Serialization Archives

cereal comes with support for binary, XML, and JSON serialization.


TLDR Version

cereal comes with binary, XML, and JSON archives that allow loading and saving to these data types. Archives can be used by including <cereal/archives/xxxx.hpp> for the particular archive type. Archives need to be included before registering types for polymorphism.


Archive Basics

Archives decide how to output or interpret data that is being serialized. For the most part, you do not need to know the inner workings of an archive and can write serialization functions agnostic of the archive type, though cereal does support specializing serialization functions for specific types of archives (e.g. a serialization function for a JSON archive could include more human readable metadata than its binary variant).

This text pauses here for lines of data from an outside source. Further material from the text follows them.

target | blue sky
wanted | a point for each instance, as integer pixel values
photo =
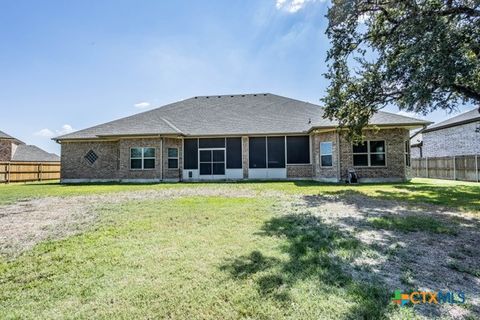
(68, 65)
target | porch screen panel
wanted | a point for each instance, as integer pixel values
(234, 153)
(257, 152)
(298, 150)
(212, 143)
(191, 154)
(276, 152)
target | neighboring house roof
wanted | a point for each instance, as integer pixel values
(29, 153)
(3, 135)
(263, 113)
(466, 117)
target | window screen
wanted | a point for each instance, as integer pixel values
(276, 152)
(212, 143)
(234, 153)
(298, 149)
(257, 152)
(326, 149)
(191, 153)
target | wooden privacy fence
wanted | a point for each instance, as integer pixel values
(465, 168)
(29, 171)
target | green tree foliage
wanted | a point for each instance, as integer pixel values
(420, 55)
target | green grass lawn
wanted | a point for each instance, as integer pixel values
(207, 257)
(456, 194)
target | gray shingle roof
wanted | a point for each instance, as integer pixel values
(29, 153)
(466, 117)
(3, 135)
(228, 115)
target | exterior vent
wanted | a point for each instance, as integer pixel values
(91, 157)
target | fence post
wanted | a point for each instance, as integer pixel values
(454, 168)
(426, 167)
(8, 173)
(476, 166)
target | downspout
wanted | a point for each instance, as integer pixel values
(161, 159)
(339, 175)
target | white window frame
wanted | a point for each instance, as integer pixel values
(326, 154)
(172, 158)
(408, 154)
(143, 158)
(369, 153)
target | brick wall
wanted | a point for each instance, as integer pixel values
(320, 172)
(395, 156)
(172, 174)
(75, 166)
(125, 172)
(5, 150)
(454, 141)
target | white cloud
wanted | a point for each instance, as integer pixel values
(293, 6)
(142, 105)
(47, 133)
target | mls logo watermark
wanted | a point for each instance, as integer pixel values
(430, 297)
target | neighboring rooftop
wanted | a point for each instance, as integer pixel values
(261, 113)
(463, 118)
(29, 153)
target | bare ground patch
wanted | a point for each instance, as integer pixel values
(407, 256)
(26, 223)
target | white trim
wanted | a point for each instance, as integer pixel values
(142, 158)
(173, 158)
(330, 154)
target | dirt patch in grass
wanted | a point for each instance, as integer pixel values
(407, 247)
(26, 223)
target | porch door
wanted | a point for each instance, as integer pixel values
(212, 162)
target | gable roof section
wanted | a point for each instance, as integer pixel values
(29, 153)
(263, 113)
(3, 135)
(463, 118)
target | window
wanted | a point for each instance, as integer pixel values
(276, 152)
(91, 157)
(326, 158)
(407, 153)
(369, 154)
(142, 158)
(298, 150)
(234, 153)
(172, 158)
(212, 143)
(266, 152)
(257, 152)
(190, 154)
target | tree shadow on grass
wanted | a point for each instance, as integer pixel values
(313, 252)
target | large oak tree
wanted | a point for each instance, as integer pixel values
(418, 55)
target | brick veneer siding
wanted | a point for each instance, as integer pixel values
(453, 141)
(299, 171)
(172, 174)
(5, 150)
(125, 172)
(75, 166)
(319, 172)
(395, 154)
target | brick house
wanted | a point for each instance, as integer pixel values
(457, 136)
(254, 136)
(14, 150)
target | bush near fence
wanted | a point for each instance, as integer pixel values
(464, 168)
(29, 171)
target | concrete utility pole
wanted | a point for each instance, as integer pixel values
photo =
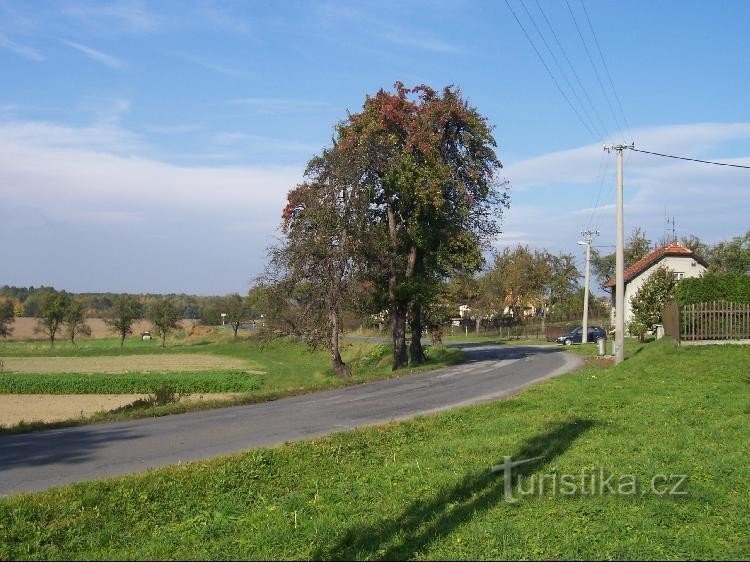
(619, 259)
(587, 235)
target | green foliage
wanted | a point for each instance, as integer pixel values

cereal archives operate on either an std::ostream or std::istream object. These can be files, in-memory streams, or even things like standard in and out (though the latter two may not make much sense).

Important! The preferred way for working with archives is in an RAII fashion. Archives are only guaranteed to have finished flushing their contents when they are destroyed, so some archives (e.g. XML) will not output anything until their destruction. The best way to go about using archives is to let scoping automatically destroy archive objects when you are finished with them:

#include <cereal/archives/xml.hpp>
#include <fstream>

{
  std::ofstream file( "out.xml" );
  cereal::XMLOutputArchive archive( file ); // depending on the archive type, data may be
                                            // output to the stream as it is serialized, or
                                            // only on destruction
  archive( some_data, more_data, data_galore );
} // when archive goes out of scope it is guaranteed to have flushed its
  // contents to its stream

cereal was not designed to be a robust long term storage solution - it is your responsibility to ensure compatability between saved and loaded cereal archives. It is recommended that you use the same version of cereal for both loading and saving data.

cereal does support including version information along with the data it serializes in a fashion similar to that found in boost. For more information on this see the versioning section of the serialization types documentation.

Advanced topic: polymorphism

Although detailed at length elsewhere, if you will be serializing polymorphic data types through pointers to base objects, you must register the types. This registration must happen after any archives are included.


Binary Data

The binary archive can be used by including <cereal/archives/binary.hpp>. The binary archive is designed to produce compact bit level representations of data and is not human readable. It is a good choice when computers will be looking at the data on both ends of the serialization. The binary archive is also the fastest archive that comes with cereal. Binary archives will ignore name-value pairs and only serialize the values.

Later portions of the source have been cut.